The colorful obscenities voiced by Yankee seamen and Teutonic submariners were thick as broadsides in the August air.

To the vast relief of Sgt. McNamara and the future peace of the world in general, the situation was spotted by the Harbor Defenses of Portsmouth personnel and the Coast Guard forces in Fort Constitution. Had they been on the ball earlier, their sophisticated underwater sonar would have informed them of the submarine's presence in their area before the unpleasantness began. But -- better late than never.

Reinforcements were dispatched to the scene -- an armada of outdated and unseaworthy craft were sent to the aid of Sgt. McNamara. The Gwendolyne was told to "give way," (the precise words were more in the form of language used by taxi drivers in the pick-up lane at Kennedy International Airport). Captain Ottermann along with the gaggle of overloaded lobster boats were escorted to the Portsmouth Navy Yard. The sight of this unbelievable Armada was one that elderly residents at that end of the Piscataqua River still recall with warm affection -- and ever increasing elaboration.
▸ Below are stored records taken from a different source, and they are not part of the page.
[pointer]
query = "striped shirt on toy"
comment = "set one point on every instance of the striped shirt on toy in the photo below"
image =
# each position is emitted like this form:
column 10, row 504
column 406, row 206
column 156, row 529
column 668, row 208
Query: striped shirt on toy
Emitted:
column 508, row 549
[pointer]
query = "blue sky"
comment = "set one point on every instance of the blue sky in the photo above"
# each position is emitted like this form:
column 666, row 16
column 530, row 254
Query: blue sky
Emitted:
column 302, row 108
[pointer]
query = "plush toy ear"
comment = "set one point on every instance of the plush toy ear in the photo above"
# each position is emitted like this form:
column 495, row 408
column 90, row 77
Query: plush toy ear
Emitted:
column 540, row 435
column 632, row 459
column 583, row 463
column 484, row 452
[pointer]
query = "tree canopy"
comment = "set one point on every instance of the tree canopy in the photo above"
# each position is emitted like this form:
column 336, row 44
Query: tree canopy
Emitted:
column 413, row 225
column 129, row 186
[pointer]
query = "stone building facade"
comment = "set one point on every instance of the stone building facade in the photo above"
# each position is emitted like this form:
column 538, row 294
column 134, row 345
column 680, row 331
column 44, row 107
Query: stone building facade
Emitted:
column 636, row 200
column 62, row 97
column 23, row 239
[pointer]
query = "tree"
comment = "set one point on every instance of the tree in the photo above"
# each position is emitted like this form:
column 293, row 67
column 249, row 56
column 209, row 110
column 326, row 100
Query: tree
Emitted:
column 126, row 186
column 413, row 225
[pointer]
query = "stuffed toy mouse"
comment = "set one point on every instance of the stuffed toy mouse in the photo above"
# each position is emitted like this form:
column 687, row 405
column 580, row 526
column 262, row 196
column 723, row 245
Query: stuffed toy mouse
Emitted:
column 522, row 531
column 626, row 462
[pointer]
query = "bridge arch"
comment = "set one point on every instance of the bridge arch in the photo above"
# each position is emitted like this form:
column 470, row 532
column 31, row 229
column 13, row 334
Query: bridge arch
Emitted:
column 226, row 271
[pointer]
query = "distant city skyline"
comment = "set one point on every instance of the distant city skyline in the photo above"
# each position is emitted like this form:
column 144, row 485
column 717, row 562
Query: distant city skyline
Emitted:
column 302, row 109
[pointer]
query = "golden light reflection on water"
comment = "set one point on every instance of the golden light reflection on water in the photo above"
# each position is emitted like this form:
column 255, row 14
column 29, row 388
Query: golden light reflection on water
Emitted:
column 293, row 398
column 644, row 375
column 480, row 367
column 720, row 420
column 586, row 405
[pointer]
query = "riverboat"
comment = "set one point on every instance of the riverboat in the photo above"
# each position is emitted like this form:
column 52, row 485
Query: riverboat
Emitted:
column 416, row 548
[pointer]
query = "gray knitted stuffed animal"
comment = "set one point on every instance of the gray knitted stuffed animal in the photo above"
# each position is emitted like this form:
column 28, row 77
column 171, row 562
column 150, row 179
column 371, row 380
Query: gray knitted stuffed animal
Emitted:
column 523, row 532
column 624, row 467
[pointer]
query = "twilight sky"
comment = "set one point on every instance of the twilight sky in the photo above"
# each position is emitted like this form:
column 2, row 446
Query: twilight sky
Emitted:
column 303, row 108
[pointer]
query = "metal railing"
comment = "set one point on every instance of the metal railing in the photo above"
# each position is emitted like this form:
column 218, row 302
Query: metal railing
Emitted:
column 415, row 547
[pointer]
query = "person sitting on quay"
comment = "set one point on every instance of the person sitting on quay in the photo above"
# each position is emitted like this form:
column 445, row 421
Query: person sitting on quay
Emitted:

Captain Ottermann and his crew had undoubtedly sent many ships to the bottom. He may have widowed many wives and destroyed much needed allied war material. But looking back on it after fifty years a calm and reasonable person might say it was his duty to do so. Cest la guerre! Those tragedies of war have faded and are set aside in the dusty bins of history. But on that one warm summer afternoon, Captain Ottermann and his submarine was of far less importance to the people of Portsmouth and Kittery than the loaded lobster boats that chugged along by his side.